I am trying to speed up my calculation times by using Parallel.For
. I have an Intel Core i7 Q840 CPU with 8 cores, but I only manage to get a performance ratio of 4 compared to a sequential for
loop. Is this as good as it can get with Parallel.For
, or can the method call be fine-tuned to increase performance?
Here is my test code, sequential:
var loops = 200;
var perloop = 10000000;
var sum = 0.0;
for (var k = 0; k < loops; ++k)
{
var sumk = 0.0;
for (var i = 0; i < perloop; ++i) sumk += (1.0 / i) * i;
sum += sumk;
}
and parallel:
sum = 0.0;
Parallel.For(0, loops,
k =>
{
var sumk = 0.0;
for (var i = 0; i < perloop; ++i) sumk += (1.0 / i) * i;
sum += sumk;
});
The loop that I am parallelizing involves computation with a "globally" defined variable, sum
, but this should only amount to a tiny, tiny fraction of the total time within the parallelized loop.
In Release build ("optimize code" flag set) the sequential for
loop takes 33.7 s on my computer, whereas the Parallel.For
loop takes 8.4 s, a performance ratio of only 4.0.
In the Task Manager, I can see that the CPU utilization is 10-11% during the sequential calculation, whereas it is only 70% during the parallel calculation. I have tried to explicitly set
ParallelOptions.MaxDegreesOfParallelism = Environment.ProcessorCount
but to no avail. It is not clear to me why not all CPU power is assigned to the parallel calculation?
I have noticed that a similar question has been raised on SO before, with an even more disappointing result. However, that question also involved inferior parallelization in a third-party library. My primary concern is parallelization of basic operations in the core libraries.
UPDATE
It was pointed out to me in some of the comments that the CPU I am using only has 4 physical cores, which is visible to the system as 8 cores if hyper threading is enabled. For the sake of it, I disabled hyper-threading and re-benchmarked.
With hyper-threading disabled, my calculations are now faster, both the parallel and also the (what I thought was) sequential for
loop. CPU utilization during the for
loop is up to approx. 45% (!!!) and 100% during the Parallel.For
loop.
Computation time for the for
loop 15.6 s (more than twice as fast as with hyper-threading enabled) and 6.2 s for Parallel.For
(25% better than when hyper-threading is enabled). Performance ratio with Parallel.For
is now only 2.5, running on 4 real cores.
So the performance ratio is still substantially lower than expected, despite hyper-threading being disabled. On the other hand it is intriguing that CPU utilization is so high during the for
loop? Could there be some kind of internal parallelization going on in this loop as well?
Using a global variable can introduce significant synchronization problems, even when you are not using locks. When you assign a value to the variable each core will have to get access to the same place in system memory, or wait for the other core to finish before accessing it. You can avoid corruption without locks by using the lighter Interlocked.Add method to add a value to the sum atomically, at the OS level, but you will still get delays due to contention.

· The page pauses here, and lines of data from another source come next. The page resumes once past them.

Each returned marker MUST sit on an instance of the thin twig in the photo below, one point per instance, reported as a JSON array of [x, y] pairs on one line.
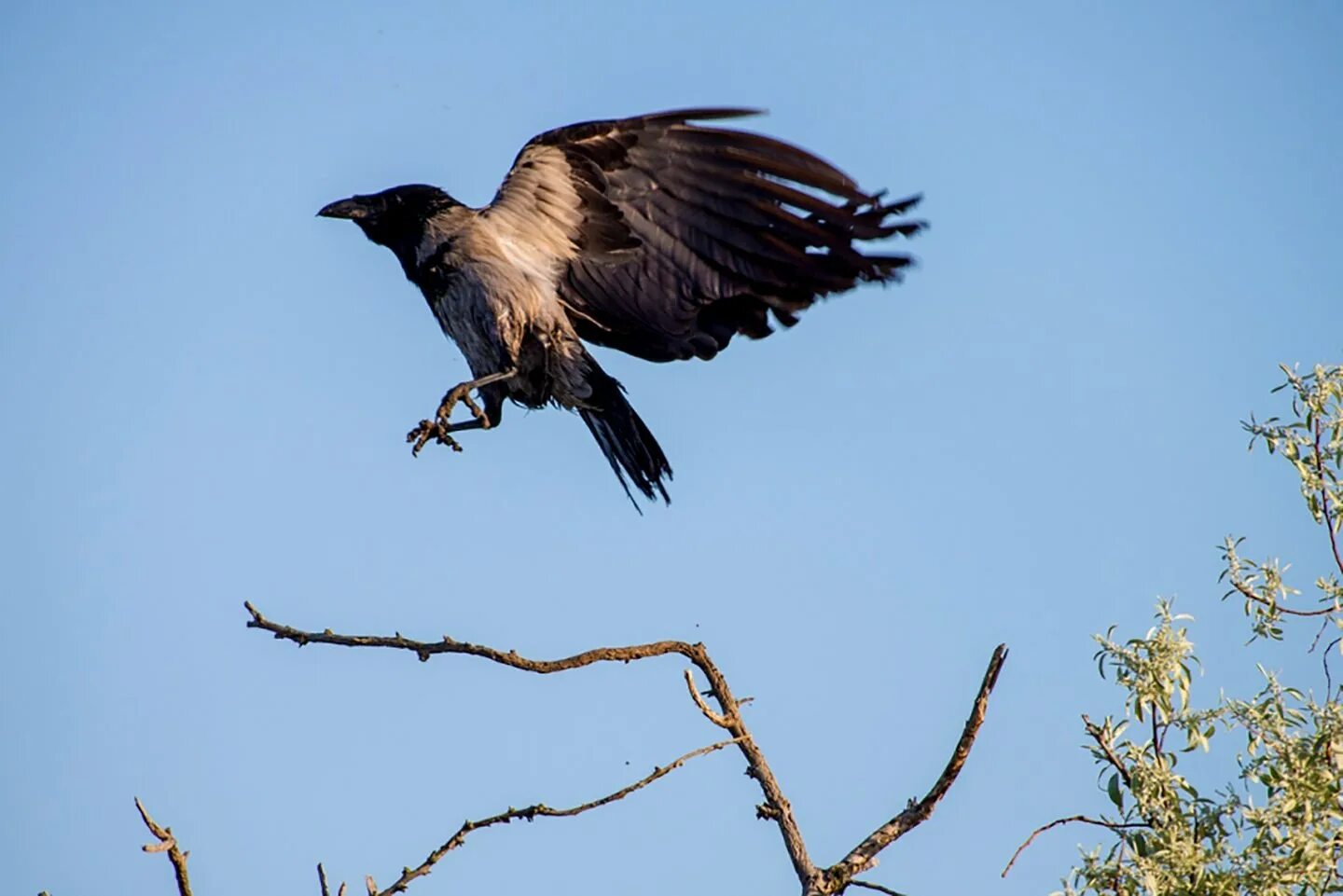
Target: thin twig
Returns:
[[539, 810], [1099, 737], [860, 857], [168, 844], [876, 887], [1067, 821], [1253, 595], [695, 695], [779, 807], [1324, 497]]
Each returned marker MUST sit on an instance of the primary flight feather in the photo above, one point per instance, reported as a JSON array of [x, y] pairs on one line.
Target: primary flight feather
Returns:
[[652, 235]]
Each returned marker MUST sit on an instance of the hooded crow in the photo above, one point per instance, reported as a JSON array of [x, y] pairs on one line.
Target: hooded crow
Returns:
[[652, 235]]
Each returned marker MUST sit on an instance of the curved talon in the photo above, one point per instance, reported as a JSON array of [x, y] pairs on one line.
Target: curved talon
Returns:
[[421, 435]]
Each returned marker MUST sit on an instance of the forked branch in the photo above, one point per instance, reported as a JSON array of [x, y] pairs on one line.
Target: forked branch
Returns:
[[815, 881], [167, 844]]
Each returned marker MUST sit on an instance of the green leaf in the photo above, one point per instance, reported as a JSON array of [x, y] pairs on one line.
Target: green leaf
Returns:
[[1116, 795]]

The proper way to do this is to update a thread local variable to create the partial sums and add all of them to a single global sum at the end. Parallel.For has an overload that does just this. MSDN even has an example using sumation at How To: Write a Parallel.For Loop that has Thread Local Variables
int[] nums = Enumerable.Range(0, 1000000).ToArray();
long total = 0;
// Use type parameter to make subtotal a long, not an int
Parallel.For<long>(0, nums.Length, () => 0, (j, loop, subtotal) =>
{
subtotal += nums[j];
return subtotal;
},
(x) => Interlocked.Add(ref total, x)
);
Each thread updates its own subtotal value and updates the global total using Interlocked.Add when it finishes.
Parallel.For and Parallel.ForEach will use a degree of parallelism that it feels is appropriate, balancing the cost to setup and tear down threads and the work it expects each thread will perform. .NET 4.5 made several improvements to performance (including more intelligent decisions on the number of threads to spin up) compared to previous .NET versions.
Note that, even if it were to spin up one thread per core, context switches, false sharing issues, resource locks, and other issues may prevent you from achieving linear scalability (in general, not necessarily with your specific code example).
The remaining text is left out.